An antibacterial treatment

Moses Murandu a senior lecturer in adult nursing at the University of Wolverhampton has recently
completed a pilot study focusing on sugar’s applications in wound healing. To treat a wound with sugar, simply pour sugar onto the affected area and apply a bandage on top. The granules soak up any moisture that allows bacteria to thrive and the wound heals more quickly. Murando has tested this in Zimbabwe, Botswana, Lesotho and carried out clinical studies in the UK and won an award from the Journal of Wound Care for his work. Murandu’s pilot showed that strains of bacteria grew in low concentrations of sugar but were completely inhibited in higher concentrations. Murandu started recording case studies in Zimbabwe, Botswana, and Lesotho (where he first trained in nursing) and has now carried out clinical studies on 41 patients in the UK winning an award from the Journal of Wound Care for his work. It is hoped that more clinical studies will persuade the NHS to adopt the use of sugar as a standard practice for treating wounds.

An exfoliator

The most simple means to remove dead skin is to vigorously rub granulated brown sugar on the designated area and then wipe off with a damp cloth. For a more luxurious skin treatment blend together equal amounts of freshly minced ginger, coarse brown sugar and almond oil.

A hair removal product

Search for DIY sugaring online and you’ll find many recipes for a simple sugar hair removal paste. Sugar, water and lemon juice are all that is needed to create a mixture that is akin to hair removal wax. Sugaring is very similar to waxing because it removes hair from the root. It is claimed that sugaring is less painful than waxing as the homemade sugar paste does not stick to the skin in the same way hot body wax tends to.

To make a sugaring paste you will need:

  • 2 cups white cane sugar
  • 1/4 cup lemon juice
  • 1/4 cup water

Mix the ingredients in a heavy saucepan over a medium-high heat. Stir the mixture often so that it doesn't overheat at the bottom.

After the mixture comes to a boil, turn the heat down to low-medium and simmer for 25 minutes. After 25 minutes of simmering, the sugar hair removal product should be a dark amber color.

Remove it from the heat and let it cool for about 10 minutes before placing in an airtight container to keep the product from getting too sticky and becoming difficult to work with.
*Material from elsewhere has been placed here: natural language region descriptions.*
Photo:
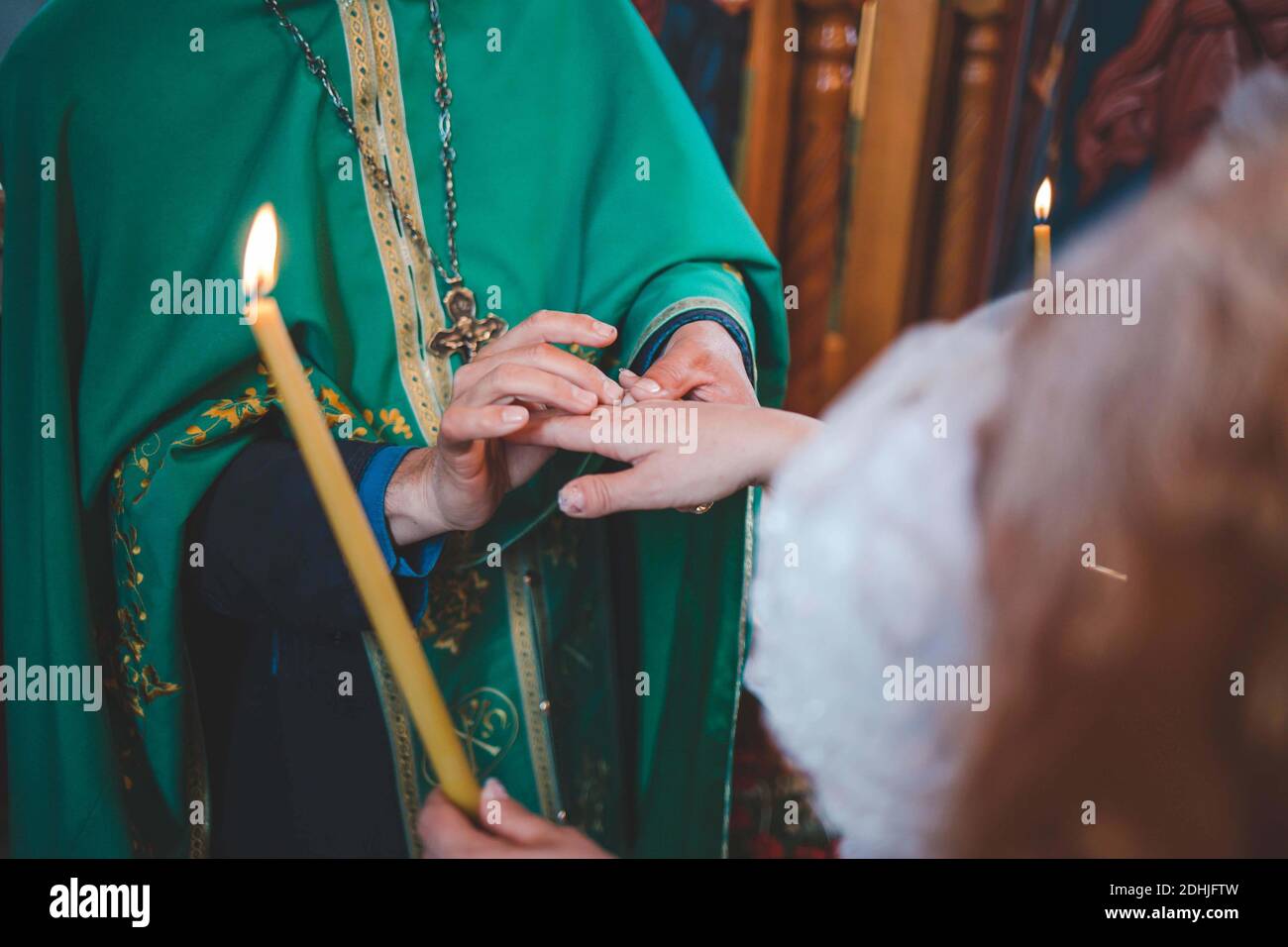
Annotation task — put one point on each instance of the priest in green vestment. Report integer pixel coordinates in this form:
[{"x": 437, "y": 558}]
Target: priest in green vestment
[{"x": 540, "y": 157}]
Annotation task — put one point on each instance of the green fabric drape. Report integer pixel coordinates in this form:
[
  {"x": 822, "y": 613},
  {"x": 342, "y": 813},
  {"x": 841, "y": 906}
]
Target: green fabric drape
[{"x": 585, "y": 183}]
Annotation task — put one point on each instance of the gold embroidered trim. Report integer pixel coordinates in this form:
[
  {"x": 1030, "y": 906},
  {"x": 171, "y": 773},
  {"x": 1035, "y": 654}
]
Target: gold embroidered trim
[
  {"x": 403, "y": 170},
  {"x": 398, "y": 724},
  {"x": 748, "y": 545},
  {"x": 688, "y": 304},
  {"x": 527, "y": 660},
  {"x": 425, "y": 386}
]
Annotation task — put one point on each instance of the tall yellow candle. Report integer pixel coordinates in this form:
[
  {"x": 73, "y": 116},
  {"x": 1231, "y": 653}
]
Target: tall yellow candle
[
  {"x": 1042, "y": 232},
  {"x": 349, "y": 523}
]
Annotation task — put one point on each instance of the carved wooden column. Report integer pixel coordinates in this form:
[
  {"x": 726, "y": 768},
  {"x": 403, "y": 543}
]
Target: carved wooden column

Once the product has cooled, you are ready for hair removal - apply and work in similar way as with body wax. You can use the same ball of sugar mixture around 5 or 6 times. Each time you pull it off your skin, roll it into a ball again for its next use.

For home cleaning

Sugar mixed with a variety of natural acidic products from citrus fruit to vinegar can be used to remove a multitude of different stains and clean various household items. Here are just some recommendations of what can be turned pristine with a simple sugar solution.

Stains: To get rid of common stains, mix warm water with sugar until it forms a paste. Rub the paste over the stain and let sit for about an hour, then wash with regular detergent.

Grease: To remove grease from hands wash them with a mixture of liquid soap and caster sugar. The rough granules of sugar will act as an exfoliator cleaning your hands of excess grease.
Marked floors: To remove stains from the floor (mosaic or wooded) mix of 4tbsp. of vinegar, to the same quantity of sugar. Apply the mixture directly to the stain with a cotton cloth to lighten the area.
Rust: A sugar and lemon juice solution can be used to clean rust. To try – add the juice of one lemon into 3tbsp. of sugar for an effective cleaning mixture.

Silver: A mixture of sugar and rose water is purported to be an excellent solution to make silverware sparkle. Add one tbsp. of rose water to 3 tbsp. of sugar. Mix the solution until the sugar melts and then it is ready to use.